Ne l’oubliez pas ! On n’apprend à lire qu’une seule fois de même que l’on n’apprend à parler qu’une seule fois. C’est à dire que l’on comprend une fois pour toutes ce que lire veut dire après avoir compris ce que parler veut dire. Cette prise de conscience des enjeux de la lecture n’est ni solitaire ni ponctuelle. Cela n’a rien d’une révélation subite, rien à voir avec l’Eurêka.
La lecture dévoile ses charmes à qui les découvre à son rythme avec l’aide attentive de l’adulte. L’autre vient-il à manquer, les hypothèses faites par l’enfant resteront alors lettre morte. Personne n’en signifiera la validité ou l’erreur et l’enfant, abandonné à lui-même, nouera avec la lecture des malentendus souvent définitifs. En matière de lecture -mais aussi pour tous les apprentissages- c’est la conscience des fonctions sociales de la lecture ainsi que la clarté de la démarche cognitive qui sont nécessaires pour donner du sens à la maîtrise des mécanismes. Certes l’automatisation des mécanismes linguistiques est indispensable pour accéder à une lecture rapide et efficace, mais si un élève n’a pas conscience du pour quoi et du comment on fabrique du sens, l’automatisation des mécanismes tournera à vide.

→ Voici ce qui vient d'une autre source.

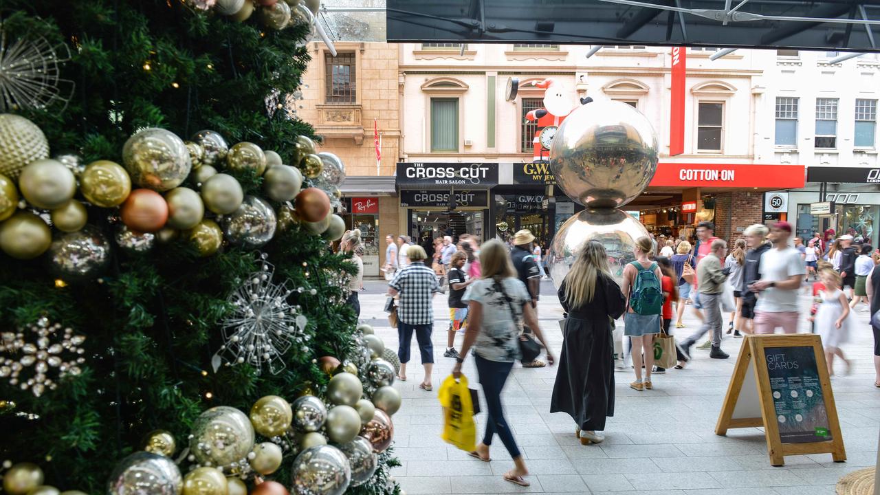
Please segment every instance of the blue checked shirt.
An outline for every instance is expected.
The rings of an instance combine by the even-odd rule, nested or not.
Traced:
[[[431,299],[440,292],[434,270],[422,262],[413,263],[400,270],[388,285],[400,294],[397,317],[409,325],[429,325],[434,322]]]

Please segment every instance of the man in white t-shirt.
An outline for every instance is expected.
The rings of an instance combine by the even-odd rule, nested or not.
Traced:
[[[797,291],[806,270],[801,253],[788,246],[790,237],[791,224],[788,222],[776,222],[770,227],[767,239],[773,248],[761,255],[761,279],[749,285],[759,294],[756,334],[772,334],[777,327],[787,334],[797,332]]]

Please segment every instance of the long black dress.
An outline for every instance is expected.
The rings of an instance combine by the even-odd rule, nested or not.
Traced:
[[[611,319],[626,309],[617,283],[606,276],[597,279],[593,300],[578,307],[565,301],[565,281],[559,300],[568,314],[562,352],[553,388],[550,412],[567,412],[582,430],[605,430],[605,417],[614,416],[614,343]]]

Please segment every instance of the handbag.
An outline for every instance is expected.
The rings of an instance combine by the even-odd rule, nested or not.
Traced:
[[[693,259],[693,255],[687,256],[687,261],[685,262],[685,266],[681,269],[681,278],[690,284],[693,284],[693,276],[696,272],[693,270],[693,267],[691,265],[691,260]]]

Faire comprendre à un enfant la démarche de compréhension d’un texte exige qu’il la vive avec lucidité afin de prendre conscience des droits et des devoirs qu’elle impose. Le mode d’accompagnement est donc fondamentalement différent de celui que révèle une relation d’enseignement traditionnelle. L’adulte commence par « accoucher » les représentations que chacun des enfants se fait du texte proposé. Il les accueille avec patience et bienveillance et en garde les traces précieuses dans leur diversité. Il sait que l’importance à ce stade c’est que la fonction imageante de chaque élève opère dans sa singularité. Il sait aussi que viendra ensuite le temps de l’arbitrage et du tri ; le temps où le texte et l’auteur revendiquerons leur droit légitime de distinguer l’interprétation acceptable de la trahison. On doit donc d’abord faire confiance à l’intelligence de l’enfant En vivant avec ses camarades les difficiles négociations du sens d’un texte, il prendra progressivement conscience des articulations de la démarche de compréhension. Il saisit que cette démarche demande à la fois rigueur et exigence mais aussi infiniment d’ouverture, d’attention et de patience. Pour un enseignement explicite de la compréhension
De nombreux spécialistes confirment aujourd’hui que le meilleur apprentissage de la compréhension passe par des moments où l’enfant et son formateur s’interrogent ensemble sur les activités qui sont réalisées pour mettre du sens sur l’écrit. Qu’est-ce que je comprends, pourquoi ? Comment m’y suis-je pris, quelles informations ai-je retenu ? Ou bien même, et plus tard, « qu’est-ce que je ne comprends pas, à qui puis-je demander de l’aide, où chercher », etc. On dit que c’est un apprentissage « explicite » où tout se dit. Réfléchir sur ce que l’on est en train de faire est une activité « métacognitive » propice à l’apprentissage, par l’activation de l’intelligence plus que par l’acquisition automatique « sans comprendre ». En fait, on peut dire qu’il faut comprendre comment on comprend l’écrit !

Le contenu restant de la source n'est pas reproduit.